Bletchley Park: Codebreaking and the War Effort

Bletchley Park was by far my favorite location in London. As someone studying engineering with a passion for history, I enjoyed expanding my knowledge of Alan Turing and those who worked with him at Bletchley Park.

Having learned of Ultra’s importance and selectivity, I imagined the Bletchley Park operation to be relatively small and capable of operating in a single building. The site, however, comprised more than 9,500 individuals. Operations started in a singular mansion that became cramped over time, forcing the creation of specialized huts that were not allowed to communicate with each other about the other’s discoveries.
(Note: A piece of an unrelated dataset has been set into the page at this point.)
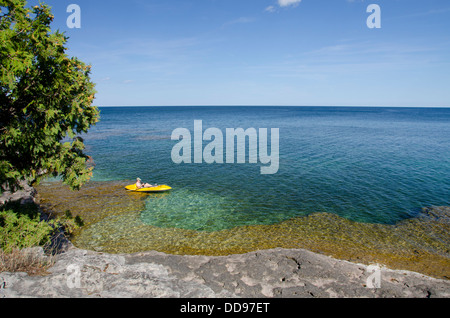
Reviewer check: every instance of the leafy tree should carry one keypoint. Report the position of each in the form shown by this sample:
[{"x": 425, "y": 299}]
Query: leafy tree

Of the nine thousand personnel, one of the most widely talked about throughout history is Alan Turing. While the museum focused on World War II and the importance of the codebreakers, it also delved into the importance of the technologies that came from these operations and their implications for the modern world. From history classes, we learn that Alan Turing was a key figure in breaking the Enigma Code. On the other hand, the museum dives deeper into his life, giving audiences a story of a boy who grew up extremely intelligent, his contributions to breaking the Enigma cipher, his work to establish the basis for modern computer science, and the unfortunate circumstances surrounding the end of his life. As an engineering student, seeing the root of many principles I learned in my classes from Turing was fascinating.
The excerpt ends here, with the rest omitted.